Tuesday, March 8, 2016

The man who invented "Murphy's Law"

I'm sure many readers are aware of the Annals of Improbable Research, published by the people who award the annual Ig Nobel prizes.  It's often very funny, as well as interesting.  There's also a Web site with much of the same material archived for general interest, plus material that didn't make it into the magazine.

While browsing there yesterday, I came across an article titled 'The Fastest Man on Earth:  Why Everything you Know about Murphy's Law is Wrong'.  It provides links to four parts, and gives the full story of how Murphy's Law came into existence in its commonly accepted form, and acquired its name.  Here's an excerpt from the first part.

This all began a few months ago, after I showed an article I’d written for an aviation history magazine to my neighbor. The article concerned some goings on at Edwards, the famed Air Force flight test facility, in the 1950’s. “You know,” my neighbor said, “You’d probably be real interested in talking to my father, David Hill Sr. He worked at Edwards, on a bunch of rocket sled tests in the 1940’s. In fact,” he continued proudly, “he knew Murphy.”

“Murphy?” I inquired, searching my memory for a test pilot of the same name. Yeager, Crossfield, Armstrong… It didn’t ring a bell.

“You know, Murphy,” he went on. “The guy who invented Murphy’s Law.”

I didn’t say it, but I was absolutely skeptical. Who wouldn’t be? One might as well claim to be friends with Kilroy, know the identity of Deepthroat, or the whereabouts of Amelia Earhart. The notion seemed outright laughable. Your father knew Murphy? Sure he did! If Murphy wasn’t some imaginary Irish folk hero, then he was probably a gentle sage who drank a lot of Guinness and lived back in the 1700’s. Needless to say I let the subject slide.

But a day or two later, I almost tripped over a slender book called Murphy’s Law and Other Reasons Why Things Go Wrong that had been left on my doorstep. The book cited Murphy’s Law and then listed literally hundreds of amusing corollaries. The extremely brief foreword to the volume included a letter written by an engineer named George Nichols. And this is where things got interesting. Nichols said he’d worked on a series of rocket sled tests at Edwards in the 1940’s with a Colonel John Paul Stapp and that Murphy’s Law emerged from these tests.

There's more at the link.  Click on the overview for links to all four parts of the article.
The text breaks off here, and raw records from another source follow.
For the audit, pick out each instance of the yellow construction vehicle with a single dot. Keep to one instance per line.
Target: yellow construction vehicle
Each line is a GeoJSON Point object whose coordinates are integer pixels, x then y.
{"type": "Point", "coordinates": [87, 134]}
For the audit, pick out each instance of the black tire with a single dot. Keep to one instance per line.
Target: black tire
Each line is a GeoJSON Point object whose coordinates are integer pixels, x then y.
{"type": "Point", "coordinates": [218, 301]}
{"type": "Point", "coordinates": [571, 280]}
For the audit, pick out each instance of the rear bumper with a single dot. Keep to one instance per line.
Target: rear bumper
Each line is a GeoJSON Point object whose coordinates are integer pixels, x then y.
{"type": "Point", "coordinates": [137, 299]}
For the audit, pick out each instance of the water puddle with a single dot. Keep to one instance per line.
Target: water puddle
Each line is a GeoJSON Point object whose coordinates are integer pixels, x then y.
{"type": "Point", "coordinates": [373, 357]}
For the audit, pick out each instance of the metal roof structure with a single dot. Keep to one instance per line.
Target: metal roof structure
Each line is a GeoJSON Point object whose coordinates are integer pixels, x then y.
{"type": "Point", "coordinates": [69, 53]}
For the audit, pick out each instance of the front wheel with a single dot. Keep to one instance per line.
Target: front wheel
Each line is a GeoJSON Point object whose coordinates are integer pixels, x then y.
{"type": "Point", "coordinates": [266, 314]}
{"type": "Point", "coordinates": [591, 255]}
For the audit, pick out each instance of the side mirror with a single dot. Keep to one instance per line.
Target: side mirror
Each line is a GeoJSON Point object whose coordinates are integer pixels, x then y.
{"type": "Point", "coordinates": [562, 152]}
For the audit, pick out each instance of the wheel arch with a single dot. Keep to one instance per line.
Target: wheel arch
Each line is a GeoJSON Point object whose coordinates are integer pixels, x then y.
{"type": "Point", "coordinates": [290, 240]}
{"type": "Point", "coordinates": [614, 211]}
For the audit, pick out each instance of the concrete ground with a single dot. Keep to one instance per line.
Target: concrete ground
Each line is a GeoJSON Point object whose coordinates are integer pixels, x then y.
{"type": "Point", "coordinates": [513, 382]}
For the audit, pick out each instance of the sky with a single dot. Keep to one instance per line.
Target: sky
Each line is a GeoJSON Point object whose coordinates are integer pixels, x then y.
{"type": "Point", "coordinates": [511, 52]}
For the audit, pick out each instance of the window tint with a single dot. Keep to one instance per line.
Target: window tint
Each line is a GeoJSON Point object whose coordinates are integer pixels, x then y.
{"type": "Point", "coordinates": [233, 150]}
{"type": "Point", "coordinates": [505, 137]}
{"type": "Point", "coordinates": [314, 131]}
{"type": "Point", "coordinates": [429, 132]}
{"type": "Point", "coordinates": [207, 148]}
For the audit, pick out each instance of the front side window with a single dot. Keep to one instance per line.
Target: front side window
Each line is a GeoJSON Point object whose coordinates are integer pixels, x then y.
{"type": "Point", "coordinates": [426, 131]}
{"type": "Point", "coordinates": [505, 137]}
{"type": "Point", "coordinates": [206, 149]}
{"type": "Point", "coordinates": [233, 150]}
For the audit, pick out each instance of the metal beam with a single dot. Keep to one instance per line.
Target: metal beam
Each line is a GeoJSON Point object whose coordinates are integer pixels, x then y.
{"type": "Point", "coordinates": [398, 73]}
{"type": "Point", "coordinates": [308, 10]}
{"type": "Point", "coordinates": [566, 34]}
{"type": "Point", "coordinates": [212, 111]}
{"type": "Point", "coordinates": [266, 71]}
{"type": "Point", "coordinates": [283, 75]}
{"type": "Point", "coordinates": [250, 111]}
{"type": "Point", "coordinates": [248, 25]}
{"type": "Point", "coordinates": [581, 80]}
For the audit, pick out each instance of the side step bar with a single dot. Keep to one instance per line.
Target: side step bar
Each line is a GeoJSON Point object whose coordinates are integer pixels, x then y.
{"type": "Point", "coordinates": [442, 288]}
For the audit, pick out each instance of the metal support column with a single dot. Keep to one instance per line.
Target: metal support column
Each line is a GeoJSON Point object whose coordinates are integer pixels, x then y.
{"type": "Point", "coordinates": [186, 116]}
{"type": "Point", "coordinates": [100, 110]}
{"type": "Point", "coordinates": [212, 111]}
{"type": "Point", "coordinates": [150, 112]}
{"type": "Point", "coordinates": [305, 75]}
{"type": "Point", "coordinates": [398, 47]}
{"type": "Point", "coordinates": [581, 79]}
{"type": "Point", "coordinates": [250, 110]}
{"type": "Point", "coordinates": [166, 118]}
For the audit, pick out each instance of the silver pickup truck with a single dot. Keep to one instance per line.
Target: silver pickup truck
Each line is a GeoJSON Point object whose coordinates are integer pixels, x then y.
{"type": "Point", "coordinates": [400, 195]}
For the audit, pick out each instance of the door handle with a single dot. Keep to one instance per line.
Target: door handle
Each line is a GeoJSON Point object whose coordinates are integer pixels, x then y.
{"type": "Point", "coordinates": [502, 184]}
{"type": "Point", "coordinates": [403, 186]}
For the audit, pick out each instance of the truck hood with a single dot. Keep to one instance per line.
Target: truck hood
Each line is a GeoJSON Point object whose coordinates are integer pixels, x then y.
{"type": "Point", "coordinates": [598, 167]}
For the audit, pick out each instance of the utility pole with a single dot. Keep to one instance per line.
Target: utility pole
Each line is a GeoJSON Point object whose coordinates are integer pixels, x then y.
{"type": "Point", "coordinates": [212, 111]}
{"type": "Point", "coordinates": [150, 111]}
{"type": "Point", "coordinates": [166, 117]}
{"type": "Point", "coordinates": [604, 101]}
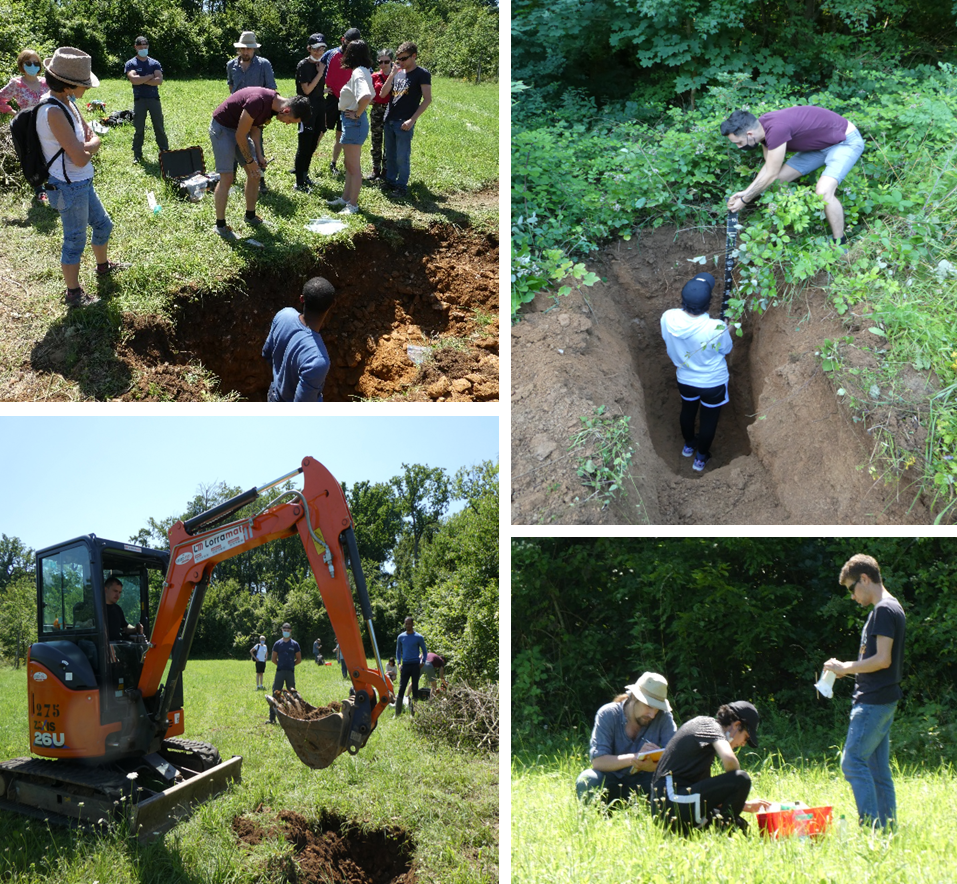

I knew there was a real Murphy behind the eponymous law, but I didn't know all the details.  This four-part article provides them, and is a very interesting piece of aviation medicine history to boot.  Recommended reading, as is the one-volume collected edition of all the derivatives of Murphy's law that's referred to in the excerpt above.  I have the three original volumes in my library, and they're a lot of fun.



Murphy's Law said...

Hey, man. Thought this was gonna be about me and Murphy the dog. That other Murphy dude is always getting the spotlight. ;-)

Ray said...

I worked later on with one of the people in the picture at STD Research doing magneto-hydrodynamic research as a technician p/t while I was in college, so I believe the story. Jake was a real character and an amazing mechanic. Jake Superata, he is the 2nd person from the left, middle row. He was with Northrop at the time of the picture.

Anonymous said...

I have that book. It's falling apart because I've thumbed through it so often.


Richard Blaine said...

Not surprising that it's a confused mess, and for the same reasons that eyewitness reports are so unreliable. If you filter everything through our personal experiences, likes and dislikes, and egos, you're unlikely to ever get the actual truth. In the case of Murphy it doesn't really matter. Whether it's 'What ever can go wrong, will' or 'If something can happen, it will happen' or any other variant - it remains a sort of universal truth.

On the subject of -if it can happen it will... I was traveling north on 395 in Reno, Nevada (where I lived for about 5 years) when I was passed by an old mid 60's American car - I think it was a Chevy Impala, maybe a 65 to 69 but honesty I don't remember. What I do remember quite vividly was the bumper sticker on the back - A white rectangle with black letters "SHIT HAPPENS". I read the bumper sticker as the car passed me on the right. Not more than five seconds later, the car's hood snapped open and bent back over the windshield. The driver hit the brakes, and I flew past. I distinctly remember thinking about Murphy Law at that moment.

Grog said...

Murray's Law says Murphy is an optimist.

Richard Tengdin said...

Mother Nature always sides with the hidden flaw, and with a 50-50 chance you will pick the wrong answer 90% of the time.

As Grog said.....

Steffen said...

An excellent read. Thanks for libking it.

Anonymous said...

I can't find the source, but I read that Murphy was a materials engineer at Wright Patterson AFB (originally Wright Field) whose job it was to test materials to their destruction, and that the adage came about in his lab.

Here is another, slightly different version: https://en.wikipedia.org/wiki/Edward_A._Murphy,_Jr.


Evyl Robot Michael said...

Thank you for posting the links. The four-parter was a fantastic read.